6. Centeng (orang bayaran)
Centeng atau orang bayaran dalam konflik ini adalah oknum-oknum yang sengaja
membayar orang suruhan untuk menjalankan perintah dari yang membayar. Kerap kali Centeng
melakukan tindakan pengrusakan fasilitas dan lingkungan milik warga di sekitar tapak
pembangunan pabrik semen.
7. Swasta (private sector)
Sektor swasta merupakan aktor raksasa yang memiliki modal besar untuk berinvestasi
terhadap sumber daya alam.
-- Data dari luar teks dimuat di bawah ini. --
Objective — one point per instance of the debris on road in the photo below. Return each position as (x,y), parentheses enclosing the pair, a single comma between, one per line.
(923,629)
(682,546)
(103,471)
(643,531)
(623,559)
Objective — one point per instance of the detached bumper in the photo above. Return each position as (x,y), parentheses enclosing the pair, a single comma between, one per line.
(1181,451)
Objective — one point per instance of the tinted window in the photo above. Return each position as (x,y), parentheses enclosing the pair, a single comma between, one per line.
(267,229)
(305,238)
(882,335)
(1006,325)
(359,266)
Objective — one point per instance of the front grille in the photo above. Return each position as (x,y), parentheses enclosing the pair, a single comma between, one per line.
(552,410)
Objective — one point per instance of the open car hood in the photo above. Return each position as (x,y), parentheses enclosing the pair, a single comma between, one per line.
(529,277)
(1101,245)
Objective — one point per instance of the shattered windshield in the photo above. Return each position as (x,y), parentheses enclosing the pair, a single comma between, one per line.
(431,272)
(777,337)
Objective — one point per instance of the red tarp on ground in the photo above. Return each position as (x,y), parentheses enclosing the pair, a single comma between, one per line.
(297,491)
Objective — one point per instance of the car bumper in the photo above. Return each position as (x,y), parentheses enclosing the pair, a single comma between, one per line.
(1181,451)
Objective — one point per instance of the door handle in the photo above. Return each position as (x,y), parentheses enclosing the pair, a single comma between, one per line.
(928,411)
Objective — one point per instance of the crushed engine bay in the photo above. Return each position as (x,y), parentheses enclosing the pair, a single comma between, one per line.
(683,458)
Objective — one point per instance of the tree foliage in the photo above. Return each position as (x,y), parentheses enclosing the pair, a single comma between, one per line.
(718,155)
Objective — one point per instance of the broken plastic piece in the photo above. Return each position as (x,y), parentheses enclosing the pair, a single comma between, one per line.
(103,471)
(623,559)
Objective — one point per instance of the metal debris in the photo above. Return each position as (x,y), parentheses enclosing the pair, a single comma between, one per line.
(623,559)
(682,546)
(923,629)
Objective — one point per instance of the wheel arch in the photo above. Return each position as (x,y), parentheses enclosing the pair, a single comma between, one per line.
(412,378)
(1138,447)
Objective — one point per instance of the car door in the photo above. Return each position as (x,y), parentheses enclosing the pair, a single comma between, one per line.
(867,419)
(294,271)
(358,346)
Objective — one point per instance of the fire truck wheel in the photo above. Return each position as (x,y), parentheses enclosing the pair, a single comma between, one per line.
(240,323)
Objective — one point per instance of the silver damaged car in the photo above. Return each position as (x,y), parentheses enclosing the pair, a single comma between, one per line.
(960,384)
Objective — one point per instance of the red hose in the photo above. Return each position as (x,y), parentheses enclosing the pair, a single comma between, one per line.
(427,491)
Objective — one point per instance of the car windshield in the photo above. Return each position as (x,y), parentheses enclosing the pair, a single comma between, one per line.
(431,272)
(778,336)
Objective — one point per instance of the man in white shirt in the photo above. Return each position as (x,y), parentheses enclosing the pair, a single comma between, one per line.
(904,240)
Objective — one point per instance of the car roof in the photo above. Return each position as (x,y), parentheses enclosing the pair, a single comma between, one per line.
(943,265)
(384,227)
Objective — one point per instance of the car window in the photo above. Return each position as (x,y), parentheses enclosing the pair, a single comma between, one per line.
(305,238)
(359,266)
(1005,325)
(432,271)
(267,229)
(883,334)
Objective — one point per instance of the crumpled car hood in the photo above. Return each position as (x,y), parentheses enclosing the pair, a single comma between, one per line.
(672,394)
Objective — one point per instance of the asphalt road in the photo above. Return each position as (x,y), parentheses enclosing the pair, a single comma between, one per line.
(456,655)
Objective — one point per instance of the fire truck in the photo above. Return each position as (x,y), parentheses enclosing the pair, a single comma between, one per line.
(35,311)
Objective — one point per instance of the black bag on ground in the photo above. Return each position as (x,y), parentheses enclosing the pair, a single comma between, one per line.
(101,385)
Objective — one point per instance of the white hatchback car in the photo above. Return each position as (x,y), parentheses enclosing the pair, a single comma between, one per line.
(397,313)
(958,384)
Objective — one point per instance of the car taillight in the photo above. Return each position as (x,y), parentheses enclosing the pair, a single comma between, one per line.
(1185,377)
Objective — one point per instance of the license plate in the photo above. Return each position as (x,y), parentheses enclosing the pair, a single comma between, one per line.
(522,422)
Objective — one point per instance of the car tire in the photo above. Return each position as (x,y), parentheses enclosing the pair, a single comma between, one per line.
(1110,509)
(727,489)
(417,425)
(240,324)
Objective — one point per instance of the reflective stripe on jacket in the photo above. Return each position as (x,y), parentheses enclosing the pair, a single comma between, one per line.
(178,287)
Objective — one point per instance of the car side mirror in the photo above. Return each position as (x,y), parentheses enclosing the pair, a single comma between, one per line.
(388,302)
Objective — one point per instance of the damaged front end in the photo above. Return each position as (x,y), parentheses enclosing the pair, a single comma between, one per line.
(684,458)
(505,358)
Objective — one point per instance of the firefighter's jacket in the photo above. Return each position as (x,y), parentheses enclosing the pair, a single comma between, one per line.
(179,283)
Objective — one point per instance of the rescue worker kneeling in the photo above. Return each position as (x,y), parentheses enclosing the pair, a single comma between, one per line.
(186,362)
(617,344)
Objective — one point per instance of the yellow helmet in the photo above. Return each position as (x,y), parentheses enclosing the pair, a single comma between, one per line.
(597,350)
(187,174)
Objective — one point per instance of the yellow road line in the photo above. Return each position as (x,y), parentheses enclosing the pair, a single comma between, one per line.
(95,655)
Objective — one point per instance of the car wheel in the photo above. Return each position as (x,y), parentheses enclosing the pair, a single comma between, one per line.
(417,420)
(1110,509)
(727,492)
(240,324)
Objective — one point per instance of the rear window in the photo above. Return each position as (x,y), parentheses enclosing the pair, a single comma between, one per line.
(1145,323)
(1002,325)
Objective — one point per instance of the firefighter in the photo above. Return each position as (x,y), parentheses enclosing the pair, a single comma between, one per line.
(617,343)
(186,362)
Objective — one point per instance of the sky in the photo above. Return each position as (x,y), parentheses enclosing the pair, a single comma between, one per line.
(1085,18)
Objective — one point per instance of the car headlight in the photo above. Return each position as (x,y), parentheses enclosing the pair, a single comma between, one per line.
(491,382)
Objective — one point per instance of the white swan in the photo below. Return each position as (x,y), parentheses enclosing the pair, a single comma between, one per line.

Korporasi yang terlibat adalah PT. SMS sebagai pemrakarsa pendirian
pabrik semen IDC. PT. SMS sendiri adalah anak perusahaan dari PT. IDC. Korporasi itu
mengincar sumber daya alam karst yang ada di pegunungan Kendeng Utara.
8. Aktor Lainnya
Aktor lainnya yang terlibat adalah ASC Yogyakarta dan PACA Tambakromo. ASC
Yogyakarta merupakan organisasi pecinta gua yang berada pada pihak masyarakat dengan
memberikan edukasi dan hasil penelitian yang pernah dilakukan ASC Yogyakarta. Sedangkan
PACA Tambakromo adalah organisasi cabang dari GP Anshor di Kecamatan Tambakromo,
Kabupaten Pati. Organisasi tersebut berafiliasi dengan organisasi Islam Nahdlatul Ulama (NU).